Simulation et modélisation des phénomènes extrêmes
De nos jours, des modèles climatiques avancés sont développés pour prévoir les phénomènes extrêmes. Ils simulent le développement de ces événements dans différentes conditions climatiques. Par exemple, dans un climat plus chaud, où l'atmosphère retient davantage d'humidité, ce qui entraîne des précipitations plus intenses. C'est le cas au Centre de supercalcul de Barcelone (BSC-CNS), qui dispose de capacités de supercalcul avancées.

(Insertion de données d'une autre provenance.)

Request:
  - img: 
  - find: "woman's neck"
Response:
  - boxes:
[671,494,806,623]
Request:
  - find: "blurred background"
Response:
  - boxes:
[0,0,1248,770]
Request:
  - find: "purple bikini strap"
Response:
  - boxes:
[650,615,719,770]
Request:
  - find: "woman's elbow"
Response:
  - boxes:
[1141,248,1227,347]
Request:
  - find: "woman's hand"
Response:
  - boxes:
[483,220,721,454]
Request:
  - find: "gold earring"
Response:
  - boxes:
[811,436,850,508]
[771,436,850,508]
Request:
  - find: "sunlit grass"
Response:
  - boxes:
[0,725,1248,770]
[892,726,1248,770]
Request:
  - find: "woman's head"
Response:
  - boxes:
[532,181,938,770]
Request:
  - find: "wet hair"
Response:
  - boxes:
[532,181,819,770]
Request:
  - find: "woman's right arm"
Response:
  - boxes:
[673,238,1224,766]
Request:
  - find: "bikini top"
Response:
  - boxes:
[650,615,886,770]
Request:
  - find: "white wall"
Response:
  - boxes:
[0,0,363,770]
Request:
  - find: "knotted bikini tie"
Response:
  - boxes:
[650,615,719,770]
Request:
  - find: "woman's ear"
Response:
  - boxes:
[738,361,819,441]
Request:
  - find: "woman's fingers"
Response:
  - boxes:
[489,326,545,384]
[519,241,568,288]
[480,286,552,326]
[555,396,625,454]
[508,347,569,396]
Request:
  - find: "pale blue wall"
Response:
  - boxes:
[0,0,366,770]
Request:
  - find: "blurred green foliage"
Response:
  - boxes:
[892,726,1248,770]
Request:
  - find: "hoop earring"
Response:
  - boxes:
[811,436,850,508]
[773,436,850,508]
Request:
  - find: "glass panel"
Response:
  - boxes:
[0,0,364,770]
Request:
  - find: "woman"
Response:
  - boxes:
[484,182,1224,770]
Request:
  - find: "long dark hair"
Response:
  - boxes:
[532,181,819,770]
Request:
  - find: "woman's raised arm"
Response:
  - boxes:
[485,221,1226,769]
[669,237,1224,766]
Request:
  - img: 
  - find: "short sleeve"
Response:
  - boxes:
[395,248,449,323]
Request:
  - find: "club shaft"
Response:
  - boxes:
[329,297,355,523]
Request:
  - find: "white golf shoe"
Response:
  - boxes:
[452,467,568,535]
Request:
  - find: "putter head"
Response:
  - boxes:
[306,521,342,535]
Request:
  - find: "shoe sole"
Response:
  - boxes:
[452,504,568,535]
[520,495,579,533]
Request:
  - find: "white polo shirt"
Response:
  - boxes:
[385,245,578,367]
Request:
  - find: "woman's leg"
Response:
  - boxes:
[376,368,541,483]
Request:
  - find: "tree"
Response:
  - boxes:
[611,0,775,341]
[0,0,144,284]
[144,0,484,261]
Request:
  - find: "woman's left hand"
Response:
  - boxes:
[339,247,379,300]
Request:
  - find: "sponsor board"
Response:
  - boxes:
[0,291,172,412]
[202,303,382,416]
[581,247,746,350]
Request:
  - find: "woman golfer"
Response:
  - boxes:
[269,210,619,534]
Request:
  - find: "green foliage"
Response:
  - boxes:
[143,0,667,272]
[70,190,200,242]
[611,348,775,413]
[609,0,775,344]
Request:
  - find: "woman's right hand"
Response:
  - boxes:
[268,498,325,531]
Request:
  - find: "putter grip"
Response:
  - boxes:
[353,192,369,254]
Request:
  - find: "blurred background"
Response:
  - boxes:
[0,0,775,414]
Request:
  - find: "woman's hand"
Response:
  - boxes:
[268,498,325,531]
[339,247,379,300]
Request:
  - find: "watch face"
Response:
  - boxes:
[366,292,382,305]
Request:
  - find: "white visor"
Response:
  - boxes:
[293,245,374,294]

"La théorie et la modélisation indiquent qu'un climat plus chaud est associé à des précipitations extrêmes plus fréquentes et plus intenses. Une tempête intense comme la goutte froide est un phénomène météorologique spécifique qui est rare en soi, mais pas exceptionnel dans un contexte historique", explique Markus Donat, professeur de recherche et co-responsable du groupe Variabilité et changement climatique au Centre de supercalcul de Barcelone (BSC-CNS).
Ces scientifiques travaillent à la compréhension des risques associés à ces phénomènes extrêmes pour permettre le développement de stratégies d'adaptation et d'anticipation plus ciblées. Cela permettra de protéger les populations de ces épisodes climatiques de plus en plus fréquents et violents.